I treated myself to a Christmas present, and Robert Fagles’ Aeneid translation arrived in the mail today.
In his lengthy “Translator’s Postscript,” Fagles writes – comparing this Aeneid translation to his recent ones of The Iliad and The Odyssey:
Yet my versions of all three poems, different as those versions may be, share a common impulse. Again I have tried to find a middle ground (and not a no-man’s-land, if I can help it) between the features of an ancient author and the expectations of a contemporary reader. Not a line-by-line translation, my version of the Aeneid is, I hope, neither so literal in rendering Virgil’s language as to cramp and distort my own – though I want to convey as much of what he writes as possible — nor so “literary,” in the stilted, bookish sense, as to brake his forward motion once too often. For the more literal approach would seem to be too little English, and the more “literary,” too little Latin. I have tried to find a cross between the two: a modern English Virgil.
Until now, I have had my problems with reading Aeneid translations, but this one, oh my God! It's wonderful!
For anyone needing a last minute present for a classically minded person, this is it!
Physically, the book is turned out beautiful too, down to the ribbon bookmark, which one nowadays mostly finds only in books printed in Germany, and to the durable jacket.

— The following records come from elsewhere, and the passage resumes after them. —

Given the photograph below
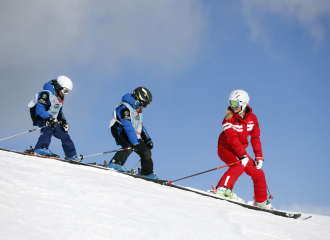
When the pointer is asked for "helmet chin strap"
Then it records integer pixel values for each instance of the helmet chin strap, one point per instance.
(242, 110)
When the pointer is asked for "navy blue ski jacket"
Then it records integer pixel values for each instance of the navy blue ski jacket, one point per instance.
(41, 110)
(126, 125)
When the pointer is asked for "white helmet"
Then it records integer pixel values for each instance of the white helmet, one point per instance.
(239, 98)
(65, 84)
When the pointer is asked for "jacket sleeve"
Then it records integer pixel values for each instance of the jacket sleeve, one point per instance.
(123, 114)
(60, 116)
(144, 135)
(43, 101)
(233, 138)
(255, 139)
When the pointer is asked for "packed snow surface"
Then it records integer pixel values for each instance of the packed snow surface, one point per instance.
(48, 199)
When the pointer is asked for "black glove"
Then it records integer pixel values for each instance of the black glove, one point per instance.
(65, 126)
(50, 122)
(150, 145)
(136, 147)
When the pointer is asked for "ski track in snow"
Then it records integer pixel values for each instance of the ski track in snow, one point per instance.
(48, 199)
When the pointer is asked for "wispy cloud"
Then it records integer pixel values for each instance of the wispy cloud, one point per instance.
(163, 34)
(309, 208)
(312, 15)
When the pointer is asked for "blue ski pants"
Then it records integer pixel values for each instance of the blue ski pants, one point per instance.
(46, 135)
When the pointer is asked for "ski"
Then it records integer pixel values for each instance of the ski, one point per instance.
(30, 152)
(211, 194)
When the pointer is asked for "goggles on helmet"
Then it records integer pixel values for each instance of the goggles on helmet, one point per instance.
(234, 103)
(65, 91)
(143, 104)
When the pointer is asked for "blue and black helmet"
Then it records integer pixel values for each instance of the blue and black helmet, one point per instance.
(143, 95)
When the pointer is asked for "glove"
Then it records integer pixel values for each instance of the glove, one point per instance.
(136, 147)
(50, 122)
(65, 126)
(244, 160)
(259, 161)
(150, 145)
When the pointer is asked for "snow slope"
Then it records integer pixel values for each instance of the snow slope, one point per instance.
(49, 199)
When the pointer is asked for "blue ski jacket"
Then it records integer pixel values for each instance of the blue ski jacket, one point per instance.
(126, 125)
(41, 109)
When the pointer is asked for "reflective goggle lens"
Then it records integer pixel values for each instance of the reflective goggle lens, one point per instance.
(66, 90)
(144, 104)
(234, 103)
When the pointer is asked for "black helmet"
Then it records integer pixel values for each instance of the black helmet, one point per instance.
(143, 95)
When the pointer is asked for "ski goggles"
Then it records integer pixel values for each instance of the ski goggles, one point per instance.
(65, 91)
(234, 103)
(144, 104)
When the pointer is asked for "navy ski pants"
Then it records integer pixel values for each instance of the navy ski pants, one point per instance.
(46, 135)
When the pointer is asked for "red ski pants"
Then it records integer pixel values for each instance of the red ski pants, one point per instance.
(232, 174)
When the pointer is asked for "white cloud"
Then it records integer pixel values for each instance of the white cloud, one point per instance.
(165, 34)
(309, 209)
(310, 14)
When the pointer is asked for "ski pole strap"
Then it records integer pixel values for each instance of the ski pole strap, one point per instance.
(122, 149)
(22, 133)
(204, 172)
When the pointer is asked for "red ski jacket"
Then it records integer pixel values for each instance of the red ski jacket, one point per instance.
(236, 131)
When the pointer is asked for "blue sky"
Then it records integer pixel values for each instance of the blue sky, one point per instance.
(190, 55)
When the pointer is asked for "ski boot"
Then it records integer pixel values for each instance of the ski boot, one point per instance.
(43, 152)
(264, 205)
(117, 167)
(228, 193)
(75, 158)
(152, 176)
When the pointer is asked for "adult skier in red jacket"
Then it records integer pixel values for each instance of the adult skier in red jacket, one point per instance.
(238, 124)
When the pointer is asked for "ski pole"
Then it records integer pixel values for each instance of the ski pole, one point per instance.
(122, 149)
(270, 196)
(133, 169)
(23, 133)
(170, 182)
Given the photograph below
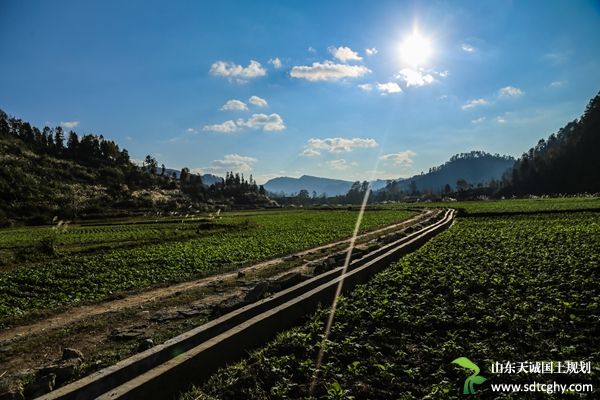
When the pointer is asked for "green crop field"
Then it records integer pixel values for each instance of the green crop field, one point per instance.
(520, 205)
(46, 268)
(501, 288)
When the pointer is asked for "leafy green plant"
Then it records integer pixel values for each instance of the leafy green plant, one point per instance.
(473, 379)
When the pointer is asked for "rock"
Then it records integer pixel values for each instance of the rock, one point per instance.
(62, 371)
(257, 292)
(12, 391)
(69, 353)
(228, 305)
(164, 316)
(191, 312)
(331, 262)
(340, 257)
(127, 333)
(320, 267)
(285, 281)
(145, 345)
(41, 386)
(199, 305)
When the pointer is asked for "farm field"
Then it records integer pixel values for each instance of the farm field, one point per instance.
(496, 288)
(546, 204)
(46, 268)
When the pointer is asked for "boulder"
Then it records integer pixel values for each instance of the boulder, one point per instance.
(40, 386)
(285, 281)
(62, 371)
(257, 292)
(69, 353)
(145, 345)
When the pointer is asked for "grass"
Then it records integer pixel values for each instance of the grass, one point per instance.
(51, 281)
(505, 288)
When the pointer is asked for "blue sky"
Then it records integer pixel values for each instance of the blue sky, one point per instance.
(156, 76)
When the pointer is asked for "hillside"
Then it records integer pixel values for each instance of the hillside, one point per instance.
(462, 171)
(566, 163)
(44, 176)
(285, 186)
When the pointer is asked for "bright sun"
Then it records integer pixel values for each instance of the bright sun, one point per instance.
(415, 49)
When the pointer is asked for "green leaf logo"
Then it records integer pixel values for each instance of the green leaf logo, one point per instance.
(473, 379)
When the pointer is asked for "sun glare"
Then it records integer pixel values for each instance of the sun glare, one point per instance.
(415, 49)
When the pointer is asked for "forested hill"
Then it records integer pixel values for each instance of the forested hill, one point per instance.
(462, 171)
(50, 173)
(567, 162)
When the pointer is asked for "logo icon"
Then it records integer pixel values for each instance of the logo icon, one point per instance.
(473, 379)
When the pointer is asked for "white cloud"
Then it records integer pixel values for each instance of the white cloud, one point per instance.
(225, 127)
(234, 105)
(69, 124)
(328, 71)
(339, 165)
(309, 153)
(510, 91)
(402, 158)
(468, 48)
(557, 57)
(413, 77)
(338, 145)
(474, 103)
(389, 87)
(257, 101)
(276, 62)
(236, 72)
(344, 54)
(557, 84)
(268, 123)
(230, 162)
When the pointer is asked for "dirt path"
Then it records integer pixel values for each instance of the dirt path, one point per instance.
(135, 300)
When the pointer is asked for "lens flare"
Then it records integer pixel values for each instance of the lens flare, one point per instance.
(415, 49)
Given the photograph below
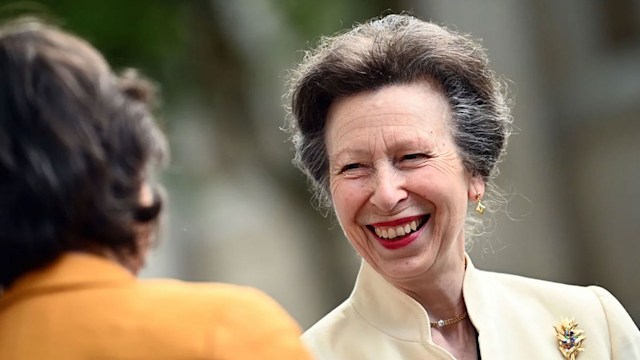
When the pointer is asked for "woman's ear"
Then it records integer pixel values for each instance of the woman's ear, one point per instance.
(476, 187)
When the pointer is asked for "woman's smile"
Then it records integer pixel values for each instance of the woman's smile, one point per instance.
(398, 233)
(398, 185)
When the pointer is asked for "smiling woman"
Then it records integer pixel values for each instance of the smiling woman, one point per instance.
(400, 125)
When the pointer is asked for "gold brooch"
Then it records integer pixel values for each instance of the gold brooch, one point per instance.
(569, 339)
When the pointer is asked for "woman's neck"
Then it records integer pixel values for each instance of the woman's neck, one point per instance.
(439, 289)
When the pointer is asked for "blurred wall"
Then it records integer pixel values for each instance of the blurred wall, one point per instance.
(240, 212)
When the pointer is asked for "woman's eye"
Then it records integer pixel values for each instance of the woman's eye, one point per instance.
(413, 156)
(350, 167)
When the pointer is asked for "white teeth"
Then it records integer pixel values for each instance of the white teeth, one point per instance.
(392, 233)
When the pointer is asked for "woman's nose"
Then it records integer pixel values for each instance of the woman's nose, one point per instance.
(388, 190)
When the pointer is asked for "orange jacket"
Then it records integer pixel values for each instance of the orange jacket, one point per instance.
(87, 307)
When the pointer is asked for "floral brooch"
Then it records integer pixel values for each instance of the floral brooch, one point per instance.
(570, 339)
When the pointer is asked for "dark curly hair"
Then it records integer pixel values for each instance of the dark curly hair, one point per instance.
(398, 49)
(75, 145)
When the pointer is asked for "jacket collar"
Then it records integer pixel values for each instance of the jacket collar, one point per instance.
(398, 315)
(70, 270)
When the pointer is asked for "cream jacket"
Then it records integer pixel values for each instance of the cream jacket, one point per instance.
(514, 317)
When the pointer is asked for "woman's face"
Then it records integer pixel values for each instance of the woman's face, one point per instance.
(398, 186)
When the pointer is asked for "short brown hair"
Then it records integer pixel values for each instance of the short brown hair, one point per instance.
(398, 49)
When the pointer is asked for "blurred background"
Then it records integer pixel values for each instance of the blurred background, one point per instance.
(240, 212)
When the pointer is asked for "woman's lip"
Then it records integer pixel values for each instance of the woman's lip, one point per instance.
(400, 242)
(398, 221)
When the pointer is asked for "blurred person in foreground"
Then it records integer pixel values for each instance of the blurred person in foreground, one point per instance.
(78, 212)
(399, 124)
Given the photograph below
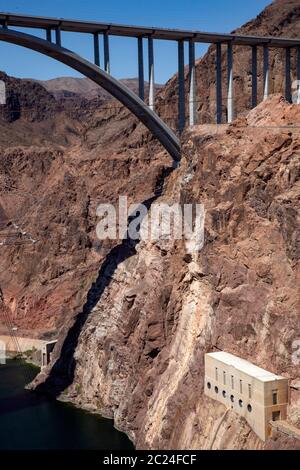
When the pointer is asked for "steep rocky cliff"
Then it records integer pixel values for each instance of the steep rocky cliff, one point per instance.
(135, 319)
(136, 352)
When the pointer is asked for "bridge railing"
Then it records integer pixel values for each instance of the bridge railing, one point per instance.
(143, 34)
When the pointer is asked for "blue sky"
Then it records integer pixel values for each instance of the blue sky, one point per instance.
(211, 15)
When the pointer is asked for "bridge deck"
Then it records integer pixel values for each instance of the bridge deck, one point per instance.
(40, 22)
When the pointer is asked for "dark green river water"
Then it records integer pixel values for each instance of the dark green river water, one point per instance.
(29, 421)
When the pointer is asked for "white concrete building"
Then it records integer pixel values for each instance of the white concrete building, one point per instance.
(254, 393)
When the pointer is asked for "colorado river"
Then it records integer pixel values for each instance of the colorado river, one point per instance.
(30, 421)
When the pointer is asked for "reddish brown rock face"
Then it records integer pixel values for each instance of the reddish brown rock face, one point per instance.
(148, 312)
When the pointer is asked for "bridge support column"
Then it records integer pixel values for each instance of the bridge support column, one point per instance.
(141, 68)
(151, 74)
(192, 85)
(266, 71)
(229, 83)
(219, 83)
(288, 91)
(48, 35)
(58, 36)
(181, 87)
(254, 77)
(298, 76)
(106, 52)
(96, 49)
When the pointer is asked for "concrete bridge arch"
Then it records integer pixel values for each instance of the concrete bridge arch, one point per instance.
(117, 89)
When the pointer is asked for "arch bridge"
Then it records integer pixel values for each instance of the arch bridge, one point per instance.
(52, 47)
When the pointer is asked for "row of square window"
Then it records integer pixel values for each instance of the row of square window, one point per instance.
(274, 392)
(232, 382)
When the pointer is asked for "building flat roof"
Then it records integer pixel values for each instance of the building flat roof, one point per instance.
(245, 366)
(40, 22)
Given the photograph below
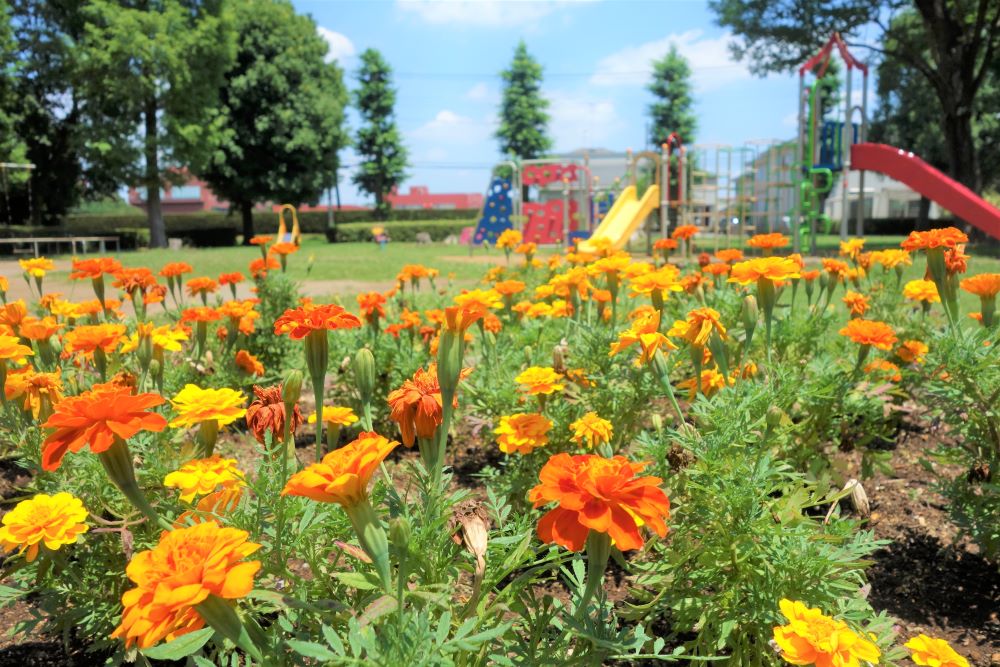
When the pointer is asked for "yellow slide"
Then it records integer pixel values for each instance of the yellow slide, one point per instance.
(624, 218)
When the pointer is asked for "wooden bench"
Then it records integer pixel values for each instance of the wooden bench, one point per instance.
(33, 244)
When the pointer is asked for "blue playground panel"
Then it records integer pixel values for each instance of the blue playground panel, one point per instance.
(829, 145)
(496, 212)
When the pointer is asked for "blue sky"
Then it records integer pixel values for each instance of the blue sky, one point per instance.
(447, 55)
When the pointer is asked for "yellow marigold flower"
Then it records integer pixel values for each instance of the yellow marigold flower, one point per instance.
(921, 290)
(764, 268)
(186, 567)
(698, 327)
(591, 430)
(912, 351)
(851, 248)
(812, 638)
(711, 382)
(870, 332)
(203, 476)
(645, 331)
(36, 267)
(52, 521)
(522, 432)
(336, 415)
(195, 405)
(539, 380)
(342, 476)
(856, 303)
(11, 349)
(934, 652)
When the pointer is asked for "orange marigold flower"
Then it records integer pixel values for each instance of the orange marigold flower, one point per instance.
(202, 285)
(522, 432)
(684, 232)
(698, 327)
(645, 331)
(94, 268)
(283, 248)
(266, 414)
(948, 237)
(921, 290)
(934, 652)
(591, 430)
(768, 241)
(30, 387)
(11, 349)
(984, 285)
(298, 322)
(174, 269)
(912, 351)
(248, 363)
(233, 278)
(729, 255)
(764, 268)
(200, 477)
(195, 405)
(711, 382)
(537, 380)
(600, 494)
(43, 520)
(260, 266)
(856, 303)
(342, 476)
(96, 418)
(37, 266)
(179, 573)
(870, 332)
(200, 314)
(34, 328)
(812, 638)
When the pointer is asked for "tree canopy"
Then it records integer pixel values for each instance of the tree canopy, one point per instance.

For some reason, I had pictured Robert Fagles a youngish man, but now I find that he is a contemporary of mine. Three cheers for us old fogies!
He also writes:
And so, to turn to the translator, who writes at a far remove from Virgil in every way, I have tried to lend my work a performative cast as well. My approach to the Aeneid, in other words, resembles the one I took in rendering the Iliad and the Odyssey. With the Aeneid, however, I have aimed for certain more literary effects — occasional pauses for second thoughts, phrases that resonate a few ways at once — that writing, more than singing, will allow. And I have tried to modulate my voice a little further than I did with Homer, making it somewhat more intimate for Virgil, particularly for his introspective, often heartrending moments, and yet at the same time more formal too, for his famous, lapidary lines. In other words, at every step I have seen how impossible it is to translate Virgil, especially his unequaled blend of grandeur and accessibility (as Brooke Holmes suggests), of eloquence and action, heroics and humanity, and countless other features too. To cite only one, my voice is willing, if less than able, to sound “a thin wisp of a cry” (6.571), like that of the Greek dead in hell, for Virgil’s great crescendos of battle that dominate the last four books.